Talked about in this More or Less episode:
http://www.bbc.co.uk/programmes/b0659q1f
http://www.theguardian.com/society/2015/jul/23/research-glob...
https://en.wikipedia.org/wiki/Lies,_damned_lies,_and_statist...
Statistics can be manipulated surprisingly easily.
> "This is interesting, here's some thoughts and ideas that further contribute to this subject"
> "This is interesting, here's a link to some further writing on this subject"
> "The entire concept and discipline of statistics is bullshit."
Par for the course here at Hacker News.
I also think that the quote fits in quite nicely here, it's not a wholesale rejection of statistics.
Also par for the course here :)
That clearly wasn't the case here, so I was wondering why the author choose to use it. I realize that meaning has changed over time, but I was wondering what meaning he (and others) intend when it is used.
Example:
poster1: only retards use vi, notepad rules
poster2: huge list of reasons why vi is better than notepad
poster1: lol tldr
We already have terms like "summary", "digest", and even "précis"; why create a new term imbued with snark?
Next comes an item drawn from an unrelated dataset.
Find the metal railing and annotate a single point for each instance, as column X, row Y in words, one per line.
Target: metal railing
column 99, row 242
But not always. You have to consider how it was used to tell whether it was meant with ill will, the term tl;dr on its own doesn't necessarily tell you enough.
By now, it often is used to be friendly. There's a subconscious acknowledgement that long words take people's time. The speaker can even be talking about his own work and tell everyone "tldr version: " at the top.
Google uses it a lot in their own docs: https://developers.google.com/s/results/?q=tldr
You can also choose to pronounce it "teal deer" and use images of a green deer animal to signify the same.
...
In some situations, if you want, you can say it to be mean.